If you suspect someone has sunstroke, immediately call for emergency medical help and take steps to cool them down by moving them to a shaded or air-conditioned area, removing excess clothing, and applying cool water to their skin while fanning them. Also avoid giving them fluids to drink, as they may be unconscious or at risk of choking. Professional medical attention is essential for proper treatment and recovery.

How to mitigate the risk of overheating or reducing its impact, if you do.

  1. Stay hydrated: Drink plenty of water throughout the day to prevent dehydration, which can exacerbate heat-related issues.

  2. Use fans and air conditioning: Ensure that fans and air conditioning systems are working efficiently to circulate air and cool down indoor spaces.

  3. Avoid outdoor activities during peak heat: If possible, schedule outdoor activities during cooler parts of the day, such as early morning or late evening.

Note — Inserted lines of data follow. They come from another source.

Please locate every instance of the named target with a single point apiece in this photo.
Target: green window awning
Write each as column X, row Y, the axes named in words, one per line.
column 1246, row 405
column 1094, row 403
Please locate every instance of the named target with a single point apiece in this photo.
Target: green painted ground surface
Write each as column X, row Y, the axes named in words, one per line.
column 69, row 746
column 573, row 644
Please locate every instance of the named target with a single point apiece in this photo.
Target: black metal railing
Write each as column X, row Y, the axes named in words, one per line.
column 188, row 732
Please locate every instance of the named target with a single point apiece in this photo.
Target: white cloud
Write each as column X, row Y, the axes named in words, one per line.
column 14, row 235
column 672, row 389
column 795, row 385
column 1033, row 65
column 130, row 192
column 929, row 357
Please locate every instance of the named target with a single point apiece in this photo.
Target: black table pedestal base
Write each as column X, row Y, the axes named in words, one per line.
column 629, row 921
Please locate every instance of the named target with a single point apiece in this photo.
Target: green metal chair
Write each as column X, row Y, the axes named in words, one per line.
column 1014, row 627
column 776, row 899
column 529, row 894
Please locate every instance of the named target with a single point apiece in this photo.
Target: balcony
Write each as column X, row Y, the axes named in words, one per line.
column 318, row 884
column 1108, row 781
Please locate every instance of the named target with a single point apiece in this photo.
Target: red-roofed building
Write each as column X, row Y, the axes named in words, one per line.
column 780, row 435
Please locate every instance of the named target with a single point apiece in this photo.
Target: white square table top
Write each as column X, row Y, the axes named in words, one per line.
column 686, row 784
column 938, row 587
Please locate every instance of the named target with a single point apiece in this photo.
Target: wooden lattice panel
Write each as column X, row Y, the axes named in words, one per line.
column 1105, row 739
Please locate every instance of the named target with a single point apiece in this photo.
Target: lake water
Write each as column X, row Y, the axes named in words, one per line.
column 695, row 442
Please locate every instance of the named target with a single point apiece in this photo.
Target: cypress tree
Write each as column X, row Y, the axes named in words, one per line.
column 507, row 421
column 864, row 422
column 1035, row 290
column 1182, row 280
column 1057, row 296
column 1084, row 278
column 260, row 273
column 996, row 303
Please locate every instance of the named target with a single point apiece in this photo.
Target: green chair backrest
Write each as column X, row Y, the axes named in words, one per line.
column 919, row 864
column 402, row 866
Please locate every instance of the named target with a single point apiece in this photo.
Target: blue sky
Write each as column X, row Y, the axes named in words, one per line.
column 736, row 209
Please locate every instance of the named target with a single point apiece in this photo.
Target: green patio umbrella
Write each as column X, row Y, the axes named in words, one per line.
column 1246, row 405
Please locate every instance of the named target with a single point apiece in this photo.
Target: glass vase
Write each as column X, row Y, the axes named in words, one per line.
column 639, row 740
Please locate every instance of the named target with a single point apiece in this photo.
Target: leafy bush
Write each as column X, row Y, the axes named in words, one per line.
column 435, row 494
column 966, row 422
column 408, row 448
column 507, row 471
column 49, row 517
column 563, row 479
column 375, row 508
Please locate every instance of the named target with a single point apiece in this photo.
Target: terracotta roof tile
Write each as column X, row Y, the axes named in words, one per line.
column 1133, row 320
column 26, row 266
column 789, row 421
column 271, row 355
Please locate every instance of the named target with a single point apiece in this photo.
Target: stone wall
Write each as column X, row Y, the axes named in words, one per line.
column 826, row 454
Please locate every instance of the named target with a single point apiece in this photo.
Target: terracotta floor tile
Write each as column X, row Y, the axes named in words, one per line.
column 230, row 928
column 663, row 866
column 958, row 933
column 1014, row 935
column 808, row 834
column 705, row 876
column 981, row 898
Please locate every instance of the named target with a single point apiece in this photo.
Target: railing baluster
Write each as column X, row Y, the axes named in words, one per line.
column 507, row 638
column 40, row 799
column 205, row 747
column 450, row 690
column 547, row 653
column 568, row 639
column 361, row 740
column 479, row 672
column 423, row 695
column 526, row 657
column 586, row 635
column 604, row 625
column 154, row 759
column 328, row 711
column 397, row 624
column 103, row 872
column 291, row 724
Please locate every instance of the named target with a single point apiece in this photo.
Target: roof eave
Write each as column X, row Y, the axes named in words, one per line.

  4. Wear appropriate clothing: Choose lightweight, loose-fitting, and light-colored clothing to allow your body to breathe and reflect sunlight.

  5. Seek shade: When outdoors, take breaks in shaded areas to reduce direct exposure to the sun.

  6. Use sunscreen: Apply sunscreen with a high SPF to protect your skin from harmful UV rays and potential sunburn.

  7. Limit physical activity: Reduce strenuous activities during extremely hot days, as they can lead to increased body heat and exertion.

  8. Avoid hot or heavy meals: Opt for lighter, cooler meals that won't add to your body's heat production.

  9. Stay informed: Pay attention to weather forecasts and heat advisories to be aware of high-temperature days and plan accordingly.

  10. Create a cool environment: Use shades or blinds to block out direct sunlight and keep indoor temperatures down.

  11. Take cool showers or baths: Refresh yourself with cool water to lower your body temperature.

  12. Use cooling products: Apply cold packs, cooling towels, or use cooling gel products to cool down when necessary.

  13. Never leave anyone in a parked vehicle: Temperatures inside a car can rise dangerously high within minutes, even with windows cracked open.

  14. Keep an eye on vulnerable individuals: Check on elderly people, children, and those with chronic health conditions as they are more susceptible to heat-related issues.

  15. Learn the signs of heat-related illnesses: Familiarize yourself with the symptoms of heat exhaustion and heatstroke and know how to respond if someone shows signs of distress.

By following these precautions and procative, you can significantly reduce the risks associated with overheating during the summer months. Prioritizing safety and taking proactive measures will help ensure a more comfortable and healthy season.